This article is part of a series featuring Black entrepreneurs whose companies focus on helping Black business owners.
Cindy McGhee, 43, learned the tremendous power of tax planning while working as a staff accountant, fresh out of college, at Ernst & Young in Memphis. Seeing how businesses were using tax law to legally save themselves significant amounts of money, she began to imagine a firm that offered the same options to underrepresented entrepreneurs. With $16,000 of her savings, McGhee launched the CPA firm NextGen in Tulsa in 2017. An all-female company in a male-dominated industry, NextGen has expanded rapidly: It hit $1.5 million in revenue in 2021, and grew its client roster to 1,100 that year from 86 in 2018. McGhee sat down with Inc. to share her business journey and her advice for companies seeking to reduce their tax burden.
What do business owners need to know about their financial performance that they often aren't aware of?
We found a problem in the industry: The accounting reports that are typically produced for a business owner don't make sense to the business owner. While the existing format produces accurate and complete information with a historical review, it doesn't extract meaningful data. It doesn't talk about how the business performs in the industry compared with its competitors. So we can't use an analytical tool without the option for it to be customized by what's meaningful to that business. And that's where we come in to help support them. Right now we lean heavily into what we call "benchmarking analysis," where we compare our clients to similar-size organizations in their industry.
What are some misunderstandings business owners have about tax planning?
First, I think tax planning as a concept is something that people have deemed optional. That's an oversight and a mistake for business owners. Tax planning is a necessity. If you're not strategically minimizing your tax burden, you're paying too much. In fact, statistics show that 93 percent of business owners overpay in taxes. That means you're not able to reinvest in your business or reward yourself as the leader of the business, because you're giving money to the IRS that you really shouldn't be.
Second, I think many times business owners don't realize the authority that they have when it comes to taxes. If you sit back and just let the IRS have its way, you're gonna pay a lot in taxes, but if you step into a position of power and recognize tax planning, you will benefit from it a lot.
What are some simple things that small-business owners can do to reduce how much they pay in taxes?
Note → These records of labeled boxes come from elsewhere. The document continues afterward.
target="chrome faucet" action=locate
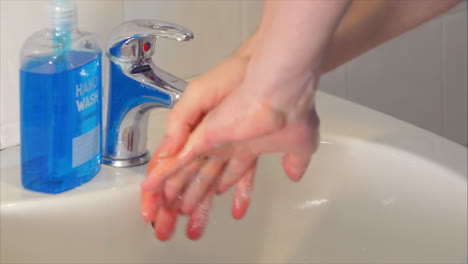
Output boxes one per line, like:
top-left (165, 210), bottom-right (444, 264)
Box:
top-left (103, 20), bottom-right (193, 167)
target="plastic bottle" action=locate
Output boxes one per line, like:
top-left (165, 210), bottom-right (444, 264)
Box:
top-left (20, 0), bottom-right (102, 193)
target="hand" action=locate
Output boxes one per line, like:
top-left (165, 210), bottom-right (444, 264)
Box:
top-left (141, 155), bottom-right (254, 241)
top-left (143, 32), bottom-right (318, 214)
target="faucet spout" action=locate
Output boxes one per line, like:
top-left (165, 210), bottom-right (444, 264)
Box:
top-left (103, 20), bottom-right (193, 167)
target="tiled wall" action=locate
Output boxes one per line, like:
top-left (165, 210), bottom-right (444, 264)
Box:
top-left (0, 0), bottom-right (123, 149)
top-left (124, 0), bottom-right (467, 145)
top-left (0, 0), bottom-right (467, 148)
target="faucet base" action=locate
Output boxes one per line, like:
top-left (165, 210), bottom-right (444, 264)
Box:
top-left (102, 152), bottom-right (151, 168)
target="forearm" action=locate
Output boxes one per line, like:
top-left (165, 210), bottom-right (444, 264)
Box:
top-left (243, 0), bottom-right (349, 111)
top-left (322, 0), bottom-right (460, 73)
top-left (252, 0), bottom-right (350, 72)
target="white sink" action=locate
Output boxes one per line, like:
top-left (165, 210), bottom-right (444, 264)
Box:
top-left (0, 93), bottom-right (467, 263)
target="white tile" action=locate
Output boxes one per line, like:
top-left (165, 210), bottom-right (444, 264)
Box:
top-left (319, 64), bottom-right (346, 98)
top-left (75, 0), bottom-right (124, 50)
top-left (125, 0), bottom-right (241, 78)
top-left (241, 0), bottom-right (263, 40)
top-left (348, 18), bottom-right (442, 134)
top-left (443, 9), bottom-right (468, 146)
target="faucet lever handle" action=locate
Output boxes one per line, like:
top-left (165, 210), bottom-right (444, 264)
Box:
top-left (107, 19), bottom-right (193, 64)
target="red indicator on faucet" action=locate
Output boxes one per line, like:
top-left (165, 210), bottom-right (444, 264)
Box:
top-left (143, 42), bottom-right (151, 51)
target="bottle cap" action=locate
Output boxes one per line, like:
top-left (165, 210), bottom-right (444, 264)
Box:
top-left (47, 0), bottom-right (77, 30)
Usually business owners don't realize that there is a difference between the legal entity classification and the taxable classification. Those two are completely separate. Most small-business owners choose limited liability company (LLC) as their legal classification, but the Subchapter S corporation tax status--a special tax status granted by the IRS that lets corporations pass their corporate income, credits, and deductions through to their shareholders--is the most tax-advantaged classification for small businesses. So a great step is to file IRS form 2553 to have your LLC taxed as an S corporation. The form is easy to fill out and grants you access to many of the tax benefits large organizations have utilized for decades.
Aside from changing your company's tax classification, what else can you do?
Apply for the Augusta Rule. It allows homeowners to rent their home for up to 14 days per year without needing to report that rental income on their individual tax return. This rule applies to any taxpayer who owns a home in the United States as long as your home is not your primary place of business. In short, this means you can rent your home to your business for business meetings, business dinners, or any business activity. The rental fee is paid by your business to you as the homeowner. That fee represents a valid deduction to the business, but is not considered income to you personally when you stay under the 14-day limit. So if a nice meeting room costs $1,000 a day, the Augusta Rule allows your business to pay you personally $14,000--$1,000 times 14 days--as tax-free income and creates a $14,000 tax deduction for your business.
How does NextGen help minority founders?
I don't say "minority founders." I like to call them "underestimated founders," because we really aim to help support them to turn into the majority of founders. It's part of our vision to create and educate the next generation of ultra-successful entrepreneurs. Underestimated founders are often overlooked. Even when they are working with a CPA firm, they often have a trust gap, because they don't feel like they have shared experience. We bring this fresh perspective, this feminine energy, and this attention to the small guys who will someday become big guys with our help.